Wouldn’t it be up to micro-code in the memory controller to keep track of memory protection to prevent code/data mix-up? I know very little about this area of technology (Relative to those whom, say, program/design these systems) with sheer metric and imperial tonnes more questions (Mostly regards x86/x86-64)… But I have some ideas/speculation/simulative-thinking… Just quite a lot of uncertainty with the validity and/or plausibility of my knowledge (Lack there-of)

Mike Lu says:

Modern systems with the memory controller integrated into the CPU actually caused a slight redefinition of the term DMA. It originally was defined as peripherals accessing RAM bypassing the CPU. That doesn’t work in modern systems when the only way to the RAM is through the CPU. It does bypass the CPU *cores*, but not the CPU itself.

Unferium says:

Thanks, partially answers one of the questions….however: Depends on the definition of the CPU:
either physical: as in one package, or metaphysical: as in the CPU is a part of the silicon package that also houses a northbridge/memory controller and peripherals and thus can still be thought of as seperate things.

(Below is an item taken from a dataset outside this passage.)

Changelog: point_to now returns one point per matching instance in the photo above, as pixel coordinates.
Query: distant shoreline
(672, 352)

Gonna read more comments below…. Still: thanks anyway. :)

Generic Human says:

A basic DMA transfer works a bit like this: the CPU sets up a transfer by telling the DMA controller what address to start reading at, what address to start writing at, and how much data to copy. Once the DMA controller has this information it begins copying data while the CPU continues on its merry way. When the transfer is complete the DMA controller sends the CPU an interrupt to signal it has finished.